An image shared by the Charlotte Country Sheriff’s office shows bags with the hallmarks of well-known confectionery brands such as Skittles and Nerds. At first glance, these items look like real products. However, on closer inspection, irregularities appear. For example, a “Cheetos” bag has a small label with THC content and a triangle with a cannabis leaf on it.
Given these tell-tale signs, it can be assumed that the target market for these products is not the regular consumer of the candy or snacks in question. The main purpose of the violations appears to be to hide the true nature of the products from parents, teachers, and other figures of authority. Of course, there is still a risk of someone accidentally ingesting these THC foods. For example, a person might recognize the Skittles brand but not know what real Skittles look like. Additionally, some consumers might conclude that brands like Cheetos and Nerds are entering the cannabis market. In fact, Frito-Lay (the makers of Cheetos) felt the need to clarify that the company “does not manufacture edible cannabis snack products and that packaging containing THC claims is not associated with our company or our brands.”
The use of trademarks of iconic brands can cause alarms for many consumers. However, cannabis companies are arguably at greater risk. Imagine a scenario where THC foods of unknown origin were introduced in bags similar to those of a legitimate company selling hemp CBD foods. In this case, the risk of mix-up would be much greater than with well-known brand infringements, but the hemp CBD company has less protection against counterfeiting than a snack maker like Frito-Lay. As stated in its cannabis guidelines, “The US Patent and Trademark Office (USPTO) refuses to register trademarks for goods and / or services that are clearly in violation of federal law, regardless of the legality of the activity under state law Right. “This includes hemp CBD foods because, as the USPTO explains,
The use of a drug or substance in food or dietary supplement that is subject to clinical investigations without the approval of the US Food and Drug Administration (FDA) violates the FDCA [Federal Food, Drug, and Cosmetic Act]. 21 USC §331 (ll); see also 21 USC §321 (ff) (which indicates that a dietary supplement is considered a food within the meaning of the FDCA).

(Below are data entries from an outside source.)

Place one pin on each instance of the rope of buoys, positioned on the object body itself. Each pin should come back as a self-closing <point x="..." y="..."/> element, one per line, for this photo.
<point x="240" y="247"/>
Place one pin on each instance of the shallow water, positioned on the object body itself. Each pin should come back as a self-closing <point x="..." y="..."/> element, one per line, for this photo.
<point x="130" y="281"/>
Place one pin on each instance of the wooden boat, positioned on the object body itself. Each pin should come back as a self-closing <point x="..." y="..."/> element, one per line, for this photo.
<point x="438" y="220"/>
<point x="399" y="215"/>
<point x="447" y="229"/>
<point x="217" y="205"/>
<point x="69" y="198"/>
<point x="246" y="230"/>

With the Farm Bill of 2018, the FDA’s authority to regulate products containing cannabis or compounds derived from cannabis was expressly preserved under the FDCA. CBD is an active ingredient in FDA-approved drugs and a substance that is undergoing clinical research.

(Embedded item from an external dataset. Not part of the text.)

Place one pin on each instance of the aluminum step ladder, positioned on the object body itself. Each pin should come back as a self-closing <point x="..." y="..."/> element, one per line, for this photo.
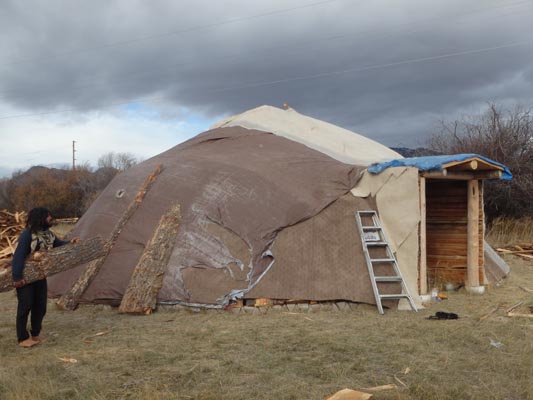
<point x="373" y="236"/>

It can be argued that the current stance of the USPTO does not serve the public interest well. Ultimately, a product that is regulated by a state government is much less likely to pose safety problems than a product that is not regulated at all. At the very least, cannabis companies that operate legally at the state level should be given some legal tools to defend themselves against counterfeiters of cannabis products, if only because they also help protect consumers.